Today is International Children's Book Day in honour of Hans Christian Andersen's birthday and as usual IBBY has produced a poster. This year's theme is The Book Remembers and it is by Estonian illustrator Juri Mildeberg.
It is also Amy Schwartz's birthday. She is an American author illustrator whose work I know very little about as
I have only seen a couple of her books. The library has What James Likes Best, which won the 2004 Charlotte Zolotow Award. This is a great honour, given that it is awarded to the author of the best picture book text published in the USA in the
preceding year. It seems as if we should have more of her books!

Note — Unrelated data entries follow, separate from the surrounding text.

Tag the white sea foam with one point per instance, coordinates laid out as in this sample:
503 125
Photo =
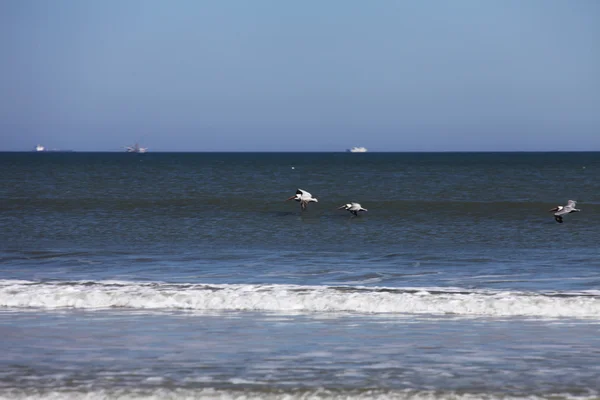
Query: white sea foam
224 394
294 299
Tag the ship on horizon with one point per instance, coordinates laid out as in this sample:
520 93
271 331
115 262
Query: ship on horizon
357 150
136 148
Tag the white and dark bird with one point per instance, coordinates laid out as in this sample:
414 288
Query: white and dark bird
354 208
559 211
304 198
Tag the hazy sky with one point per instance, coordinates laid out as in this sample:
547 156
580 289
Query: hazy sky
193 75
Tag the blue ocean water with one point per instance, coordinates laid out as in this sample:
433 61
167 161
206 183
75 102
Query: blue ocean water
187 275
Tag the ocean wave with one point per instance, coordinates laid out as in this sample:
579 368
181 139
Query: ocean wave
296 298
267 394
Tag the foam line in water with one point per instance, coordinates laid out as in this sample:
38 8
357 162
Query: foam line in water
274 394
295 298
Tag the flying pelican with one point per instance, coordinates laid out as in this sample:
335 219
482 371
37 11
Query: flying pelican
303 197
562 210
354 208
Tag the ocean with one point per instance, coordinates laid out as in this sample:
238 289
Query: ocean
188 275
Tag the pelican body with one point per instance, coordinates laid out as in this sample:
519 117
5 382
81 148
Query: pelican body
559 211
354 208
304 198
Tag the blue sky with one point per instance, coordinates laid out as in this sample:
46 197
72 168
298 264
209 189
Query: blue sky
269 75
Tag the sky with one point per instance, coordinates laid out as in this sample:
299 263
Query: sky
271 75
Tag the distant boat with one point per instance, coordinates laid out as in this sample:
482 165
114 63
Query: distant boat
357 150
136 149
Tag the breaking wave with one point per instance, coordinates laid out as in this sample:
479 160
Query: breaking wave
295 298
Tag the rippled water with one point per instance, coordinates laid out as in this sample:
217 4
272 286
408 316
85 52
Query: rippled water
189 276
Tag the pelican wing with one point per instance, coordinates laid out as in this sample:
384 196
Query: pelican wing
566 209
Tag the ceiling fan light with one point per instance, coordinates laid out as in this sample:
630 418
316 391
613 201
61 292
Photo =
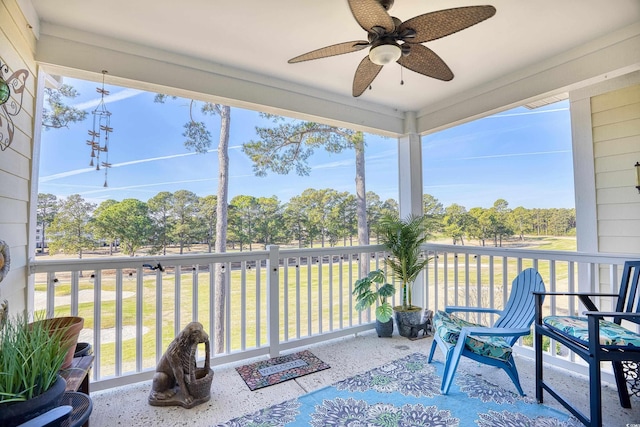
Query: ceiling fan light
385 53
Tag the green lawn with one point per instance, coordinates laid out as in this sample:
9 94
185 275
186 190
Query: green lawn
248 304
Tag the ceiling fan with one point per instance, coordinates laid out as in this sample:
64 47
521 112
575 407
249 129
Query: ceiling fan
393 40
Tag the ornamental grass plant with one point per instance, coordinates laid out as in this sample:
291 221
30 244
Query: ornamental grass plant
30 358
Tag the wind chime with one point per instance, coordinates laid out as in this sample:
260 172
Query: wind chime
99 142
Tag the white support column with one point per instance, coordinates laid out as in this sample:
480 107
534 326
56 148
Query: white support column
410 168
410 183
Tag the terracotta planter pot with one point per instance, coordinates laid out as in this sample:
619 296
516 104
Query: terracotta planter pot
73 325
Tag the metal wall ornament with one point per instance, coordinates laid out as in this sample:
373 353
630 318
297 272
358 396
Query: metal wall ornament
99 134
10 106
5 260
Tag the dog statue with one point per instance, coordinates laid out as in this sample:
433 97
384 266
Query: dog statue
172 373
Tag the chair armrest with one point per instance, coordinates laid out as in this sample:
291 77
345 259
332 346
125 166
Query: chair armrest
621 314
577 294
454 308
584 297
507 332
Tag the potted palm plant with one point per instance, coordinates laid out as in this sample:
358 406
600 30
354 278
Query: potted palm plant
403 238
30 357
372 290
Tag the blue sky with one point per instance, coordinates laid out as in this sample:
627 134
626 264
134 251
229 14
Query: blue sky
522 156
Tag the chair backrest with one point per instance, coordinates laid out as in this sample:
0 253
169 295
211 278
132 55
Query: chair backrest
520 309
629 296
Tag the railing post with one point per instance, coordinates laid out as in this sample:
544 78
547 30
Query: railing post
273 285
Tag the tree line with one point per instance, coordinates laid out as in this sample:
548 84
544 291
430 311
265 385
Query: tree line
315 217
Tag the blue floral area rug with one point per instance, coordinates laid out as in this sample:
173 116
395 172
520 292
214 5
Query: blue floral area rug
406 392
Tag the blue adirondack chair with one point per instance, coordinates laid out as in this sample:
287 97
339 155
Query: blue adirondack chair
489 345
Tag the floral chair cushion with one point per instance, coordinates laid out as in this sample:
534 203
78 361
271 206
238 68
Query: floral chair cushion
611 334
448 327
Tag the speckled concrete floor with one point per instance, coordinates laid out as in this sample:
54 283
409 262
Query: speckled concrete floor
230 397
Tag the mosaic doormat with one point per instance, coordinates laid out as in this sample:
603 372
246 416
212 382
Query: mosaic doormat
279 369
406 392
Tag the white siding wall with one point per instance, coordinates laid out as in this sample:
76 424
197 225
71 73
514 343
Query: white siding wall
17 47
615 117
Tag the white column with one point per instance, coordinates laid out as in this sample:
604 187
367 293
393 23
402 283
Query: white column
410 169
410 184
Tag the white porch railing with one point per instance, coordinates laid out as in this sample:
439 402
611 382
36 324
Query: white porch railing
277 299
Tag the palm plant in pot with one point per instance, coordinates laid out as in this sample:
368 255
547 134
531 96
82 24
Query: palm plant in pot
30 357
371 290
403 238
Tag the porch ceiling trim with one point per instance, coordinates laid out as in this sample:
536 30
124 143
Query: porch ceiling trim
603 59
154 70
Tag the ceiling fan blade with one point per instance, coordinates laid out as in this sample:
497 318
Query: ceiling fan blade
333 50
370 13
423 60
365 73
434 25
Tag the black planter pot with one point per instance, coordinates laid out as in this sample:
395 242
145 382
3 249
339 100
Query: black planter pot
13 414
83 349
408 321
384 329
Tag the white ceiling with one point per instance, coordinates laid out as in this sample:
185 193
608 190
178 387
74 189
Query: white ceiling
252 40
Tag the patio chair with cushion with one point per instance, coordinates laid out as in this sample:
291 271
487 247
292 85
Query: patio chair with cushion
457 337
617 342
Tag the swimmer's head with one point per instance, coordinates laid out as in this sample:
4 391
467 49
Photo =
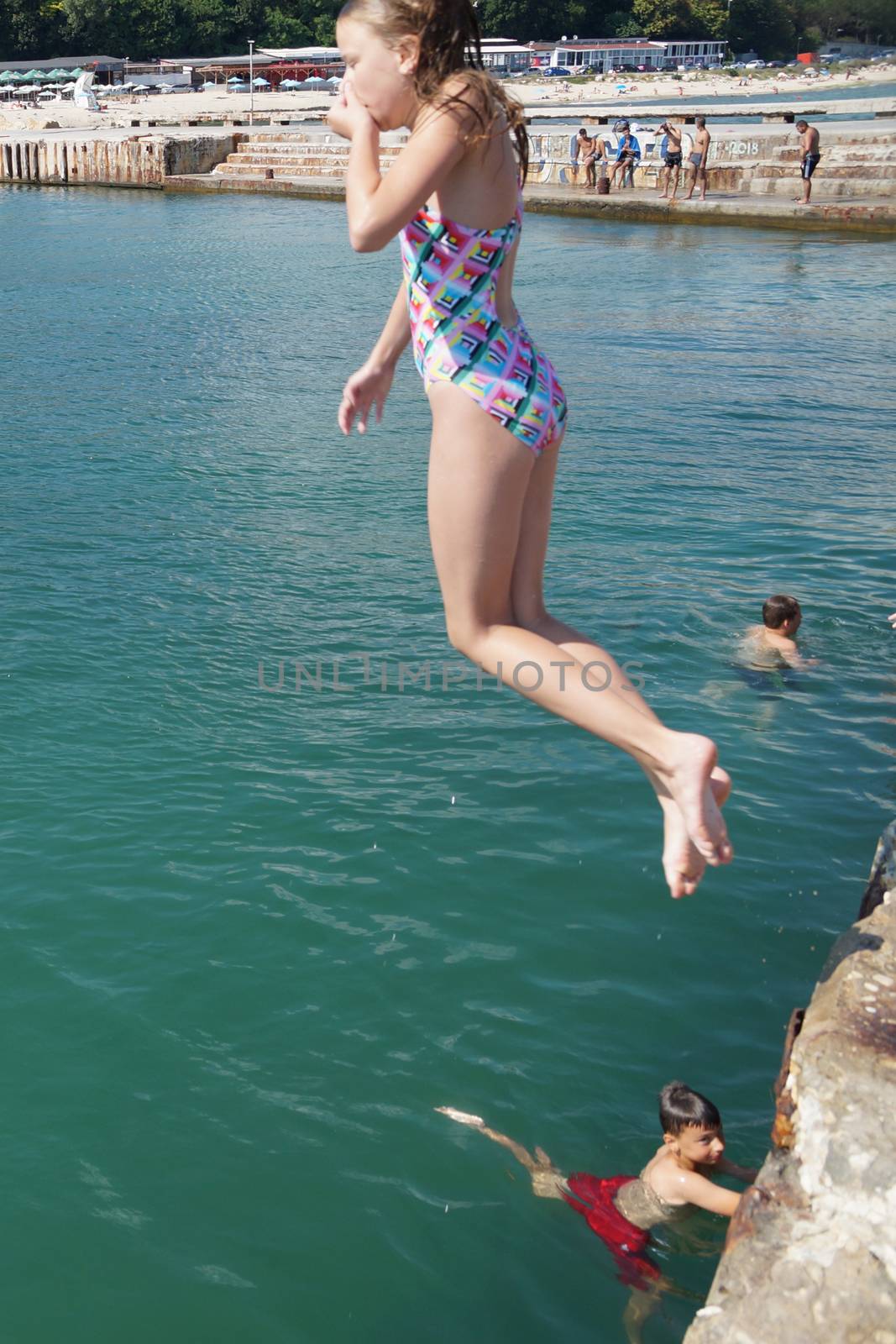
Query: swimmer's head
401 54
691 1124
782 613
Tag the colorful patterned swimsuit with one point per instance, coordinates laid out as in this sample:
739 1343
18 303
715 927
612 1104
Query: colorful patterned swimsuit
452 275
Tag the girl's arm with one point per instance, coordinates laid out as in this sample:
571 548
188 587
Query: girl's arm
379 207
369 386
396 333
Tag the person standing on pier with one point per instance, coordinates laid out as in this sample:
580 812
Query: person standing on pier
673 160
698 160
809 156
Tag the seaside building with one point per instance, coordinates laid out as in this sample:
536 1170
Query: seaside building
103 67
275 65
506 55
605 54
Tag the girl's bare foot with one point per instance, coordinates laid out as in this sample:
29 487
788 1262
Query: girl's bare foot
461 1117
685 776
683 864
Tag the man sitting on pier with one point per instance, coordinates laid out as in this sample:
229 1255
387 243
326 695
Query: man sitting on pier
591 150
809 156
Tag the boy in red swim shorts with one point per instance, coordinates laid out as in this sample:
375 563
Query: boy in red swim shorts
624 1209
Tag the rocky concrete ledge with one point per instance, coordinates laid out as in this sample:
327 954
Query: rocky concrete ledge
810 1256
873 217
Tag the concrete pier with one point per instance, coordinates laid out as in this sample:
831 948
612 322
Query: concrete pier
752 171
810 1256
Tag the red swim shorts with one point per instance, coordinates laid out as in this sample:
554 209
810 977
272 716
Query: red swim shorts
593 1198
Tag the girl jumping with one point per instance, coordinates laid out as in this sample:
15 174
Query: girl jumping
454 198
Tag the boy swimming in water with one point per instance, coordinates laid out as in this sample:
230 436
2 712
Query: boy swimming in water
781 617
624 1209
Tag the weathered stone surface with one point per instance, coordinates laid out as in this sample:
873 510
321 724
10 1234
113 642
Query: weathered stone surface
810 1256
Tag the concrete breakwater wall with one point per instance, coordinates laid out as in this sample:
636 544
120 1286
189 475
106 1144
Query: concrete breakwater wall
90 159
810 1256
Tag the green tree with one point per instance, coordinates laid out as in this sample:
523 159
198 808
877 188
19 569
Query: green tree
710 19
763 26
664 18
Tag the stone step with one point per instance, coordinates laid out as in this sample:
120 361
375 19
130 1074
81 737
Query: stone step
839 154
286 170
882 172
824 188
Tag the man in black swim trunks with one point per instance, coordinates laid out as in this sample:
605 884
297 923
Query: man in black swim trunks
673 160
809 156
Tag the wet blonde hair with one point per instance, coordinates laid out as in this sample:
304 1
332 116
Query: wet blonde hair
449 44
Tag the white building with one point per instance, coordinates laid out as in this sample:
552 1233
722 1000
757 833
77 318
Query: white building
613 53
504 54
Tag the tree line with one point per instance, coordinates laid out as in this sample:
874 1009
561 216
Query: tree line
148 29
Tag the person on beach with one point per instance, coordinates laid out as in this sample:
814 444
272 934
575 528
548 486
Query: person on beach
672 160
809 156
627 156
781 618
590 148
622 1210
454 197
698 159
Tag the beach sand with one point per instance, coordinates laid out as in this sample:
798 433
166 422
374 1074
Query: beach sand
597 93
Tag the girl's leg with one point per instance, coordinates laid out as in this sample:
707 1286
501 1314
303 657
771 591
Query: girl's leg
479 476
683 864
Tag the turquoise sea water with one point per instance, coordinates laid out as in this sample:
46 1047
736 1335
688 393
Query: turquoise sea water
251 938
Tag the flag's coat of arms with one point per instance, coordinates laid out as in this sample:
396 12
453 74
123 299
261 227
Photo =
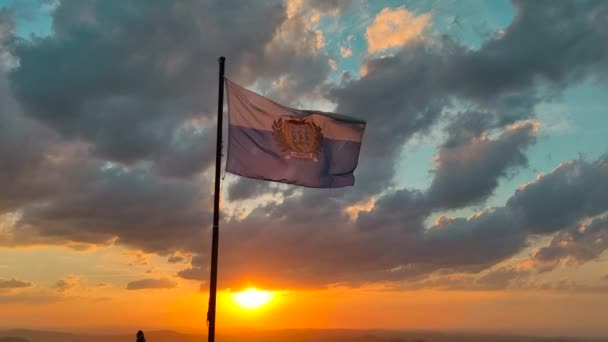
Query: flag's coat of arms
273 142
297 138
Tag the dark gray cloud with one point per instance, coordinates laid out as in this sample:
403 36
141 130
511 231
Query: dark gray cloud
134 75
151 283
103 203
13 284
137 85
557 201
468 173
575 246
392 243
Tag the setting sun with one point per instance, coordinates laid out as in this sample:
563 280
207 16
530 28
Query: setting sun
252 298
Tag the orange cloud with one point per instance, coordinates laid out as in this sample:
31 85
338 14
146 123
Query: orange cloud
393 28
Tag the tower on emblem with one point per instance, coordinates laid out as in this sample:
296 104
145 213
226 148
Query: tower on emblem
297 138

Thirdly, it is World Autism Day, also known as World Autism Awareness Day. The aim of this day is to increase people's awareness about people, especially children with autism. This is becoming easier to do using children's books because of titles such as Mark Haddon's The Curious Incident of the Dog in the Night Time and Cynthia Lord's Rules. Although many of the books for younger children are still overly didactic anything by Kathy Hoopman who writes about Asperger's Syndrome is worth exploring and the picture book Looking After Louis by Lesley Ely and Polly Dunbar is especially good for looking at the consequences of mainstreaming children with autism and thus increasing tolerance of difference. This story is told from the point of view of a girl who sits next to Louis, an autistic boy who is a loner, repeats things he hears, mimicks adults and gets away with behaviour that wouldn't be tolerated from the other children. This book should help initiate good discussion. Another picture book worth searching out is My Brother Sammy by Becky Edwards and David Armitage. In this story Sammy does not go to a mainstream class and he is constantly ruining his brother's things. His brother just wants Sammy to be a 'normal' brother.